In the presentation, Lear explained solutions to ensure all wild bats’ safety and survival. in northern Mexico, three bats species live off agave flower nectar and help pollinate the plants. As agriculture has taken many agave plants to harvest for themselves, this has left bats, like the Mexican long-nosed bat, with no food, and the agave with less population growth. To counteract this, Lear leads the Agave Restoration Initiative.

“Bat Conservation International has been working across the US southwest in Arizona, New Mexico, and now Texas, and into Mexico, to plant agaves across the bats’ migratory range to feed the bats,” Lear said. “Working with rural communities to plant agaves for their purposes so that they can use some of the agaves, but then the bats can also get the food that they need. So it’s been really fun and it’s really important and great to be a part of this.”

To help bats from home, Gomes raised the question of building a bat house for his yard. Bat houses ensure a temporary home for bats who have been moved from their previous roost or are taking a small trip. There are multiple other ways for humans to help bats as well.

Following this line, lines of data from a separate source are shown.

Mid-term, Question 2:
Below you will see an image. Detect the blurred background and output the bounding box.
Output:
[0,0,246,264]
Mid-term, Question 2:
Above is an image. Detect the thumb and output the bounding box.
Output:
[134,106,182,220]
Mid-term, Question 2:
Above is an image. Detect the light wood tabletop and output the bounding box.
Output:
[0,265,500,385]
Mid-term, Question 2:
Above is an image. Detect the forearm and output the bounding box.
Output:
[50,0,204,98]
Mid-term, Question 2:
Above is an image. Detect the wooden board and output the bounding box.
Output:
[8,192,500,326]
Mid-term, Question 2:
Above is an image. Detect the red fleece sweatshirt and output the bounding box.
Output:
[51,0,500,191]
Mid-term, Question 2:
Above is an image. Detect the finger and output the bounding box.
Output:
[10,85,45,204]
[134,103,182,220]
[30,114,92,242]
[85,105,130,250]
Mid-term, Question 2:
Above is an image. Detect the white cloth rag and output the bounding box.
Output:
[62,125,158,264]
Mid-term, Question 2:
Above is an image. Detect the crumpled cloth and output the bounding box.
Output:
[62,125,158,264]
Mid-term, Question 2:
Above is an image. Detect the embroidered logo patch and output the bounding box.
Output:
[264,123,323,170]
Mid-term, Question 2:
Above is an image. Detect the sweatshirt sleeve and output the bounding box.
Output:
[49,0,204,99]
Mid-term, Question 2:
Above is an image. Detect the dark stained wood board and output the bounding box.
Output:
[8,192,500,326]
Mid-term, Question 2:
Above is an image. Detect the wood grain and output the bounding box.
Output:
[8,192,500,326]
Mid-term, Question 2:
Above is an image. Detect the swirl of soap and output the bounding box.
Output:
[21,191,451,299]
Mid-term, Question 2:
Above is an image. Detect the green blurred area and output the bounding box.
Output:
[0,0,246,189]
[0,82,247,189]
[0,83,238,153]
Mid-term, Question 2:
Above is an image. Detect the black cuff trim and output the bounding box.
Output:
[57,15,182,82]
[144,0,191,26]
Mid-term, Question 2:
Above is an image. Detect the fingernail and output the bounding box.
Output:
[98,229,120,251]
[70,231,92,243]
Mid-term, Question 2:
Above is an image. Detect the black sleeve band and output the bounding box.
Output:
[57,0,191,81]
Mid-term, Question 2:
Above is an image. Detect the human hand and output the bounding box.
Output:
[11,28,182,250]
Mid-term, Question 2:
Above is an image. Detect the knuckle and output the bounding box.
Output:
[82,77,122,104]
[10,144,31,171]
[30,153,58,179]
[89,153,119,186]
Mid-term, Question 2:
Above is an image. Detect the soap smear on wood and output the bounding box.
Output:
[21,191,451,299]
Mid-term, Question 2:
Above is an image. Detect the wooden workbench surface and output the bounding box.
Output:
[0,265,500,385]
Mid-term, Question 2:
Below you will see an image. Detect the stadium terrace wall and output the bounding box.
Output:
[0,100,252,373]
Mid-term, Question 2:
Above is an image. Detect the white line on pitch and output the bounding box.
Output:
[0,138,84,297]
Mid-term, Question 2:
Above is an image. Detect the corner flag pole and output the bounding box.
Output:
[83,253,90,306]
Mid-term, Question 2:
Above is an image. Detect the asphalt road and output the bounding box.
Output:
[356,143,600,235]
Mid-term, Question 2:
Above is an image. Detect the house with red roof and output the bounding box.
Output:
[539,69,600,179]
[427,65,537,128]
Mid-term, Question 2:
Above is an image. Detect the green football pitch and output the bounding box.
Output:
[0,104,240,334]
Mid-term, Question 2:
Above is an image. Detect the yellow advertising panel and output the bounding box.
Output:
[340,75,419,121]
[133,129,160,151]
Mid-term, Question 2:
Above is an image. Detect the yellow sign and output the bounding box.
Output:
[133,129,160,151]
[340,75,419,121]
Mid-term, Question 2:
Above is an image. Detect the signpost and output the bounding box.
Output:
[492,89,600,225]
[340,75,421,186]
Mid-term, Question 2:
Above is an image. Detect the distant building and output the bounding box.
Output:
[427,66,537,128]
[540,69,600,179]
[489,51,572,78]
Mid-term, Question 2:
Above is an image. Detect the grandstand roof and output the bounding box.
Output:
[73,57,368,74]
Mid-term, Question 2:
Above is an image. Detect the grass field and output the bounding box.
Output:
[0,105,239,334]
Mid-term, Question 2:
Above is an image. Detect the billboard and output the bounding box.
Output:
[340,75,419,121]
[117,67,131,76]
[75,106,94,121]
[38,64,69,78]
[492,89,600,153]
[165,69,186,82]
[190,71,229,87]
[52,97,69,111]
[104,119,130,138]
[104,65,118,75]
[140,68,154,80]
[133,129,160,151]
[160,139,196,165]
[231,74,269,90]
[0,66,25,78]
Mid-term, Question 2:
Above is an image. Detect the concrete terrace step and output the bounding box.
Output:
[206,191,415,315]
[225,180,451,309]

“I think one of the really good things that anyone can do is a couple of things; supporting, you know, bat organizations by either talking about them with your friends. Donating, if you can there,” Lear told The Knight Times. “If you have nephews, or nieces, or kids, you can give gifts of like, ‘adopt a bat’ with some organizations, and really just talking to your friends and family about how important bats are for the environment.”

Dr. Lear also shared her experiences in Australia and Mexico before, during, and after receiving her doctorate. She described the different species she studied, and how her research and fondness for those bats led to her current profession.

“I never really was into football or anything, but when my dad would watch football, I would always ask, ‘which team was the losing team, like which one did people think wasn’t gonna win?’ And then I would root for them, you know, like, I just had this thing. And to me, bats really embody that; of this underdog that needs support,” Lear said.